The FDA has approved Janssen Pharmaceuticals’ Invokana (canagliflozin) for the treatment of adults with type 2 diabetes.
Invokana is the first in a new class of medications called sodium glucose co-transporter 2 (SGLT2) inhibitors to be approved in the U.S. It is also the only oral, once-daily medication available in the U.S. offering improved glycemic control while also showing reduced body weight and systolic blood pressure in clinical trials.
“Patients with type 2 diabetes struggle managing their blood sugar, and nearly half of adults with type 2 diabetes do not achieve recommended levels of glucose control, increasing their risks for potentially life-threatening complications,” said Richard Aguilar, M.D., medical director, Diabetes Nation and Diabetes Care Foundation, a non-profit organization committed to improving diabetes care. "Invokana is thought to work differently than other currently-available medicines because it reduces blood glucose by acting on the kidneys as a ‘glucuretic,’ increasing the loss of glucose in the urine. What has historically been viewed as a sign of diabetes—glucose in the urine—may also reflect the efficacy of a new and unique approach to treatment.”
The new drug application for Invokana was based on a comprehensive global phase III clinical program, which enrolled 10,285 patients in nine studies and is one of the largest clinical programs in type 2 diabetes submitted to health authorities to date.

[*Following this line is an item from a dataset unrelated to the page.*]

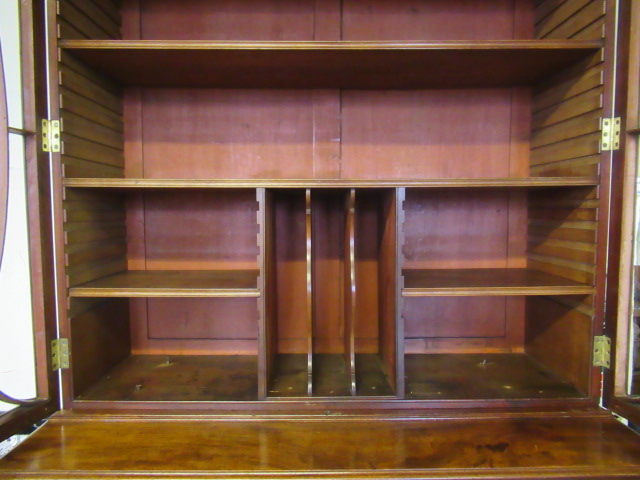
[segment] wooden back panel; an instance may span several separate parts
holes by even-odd
[[[505,268],[518,261],[526,232],[522,205],[507,190],[408,189],[406,269]],[[522,308],[504,297],[405,298],[407,353],[518,351]]]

Results from this program showed that the 100mg and the 300mg doses of Invokana improved glycemic control and, in prespecified secondary endpoints, were associated with significant reductions in body weight and systolic blood pressure. In two studies comparing Invokana to current standard treatments—one studying sitagliptin and the other studying glimepiride—Invokana dosed at 300mg provided greater reductions in A1C levels and body weight than either comparator. In the two studies, the overall incidence of adverse events was similar with Invokana and the comparators.
In studies of Invokana as monotherapy or in combination with agents not associated with hypoglycemia (such as metformin or metformin and pioglitazone), the incidence of hypoglycemic episodes were less than 5% across the groups (Invokana 100mg [3.8%], Invokana 300mg [4.3%], and placebo [2.2%]). There have been no clinical studies establishing conclusive evidence of macrovascular risk reduction with Invokana or any other antidiabetic medication. Additional data are being collected to further characterize the cardiovascular profile of Invokana.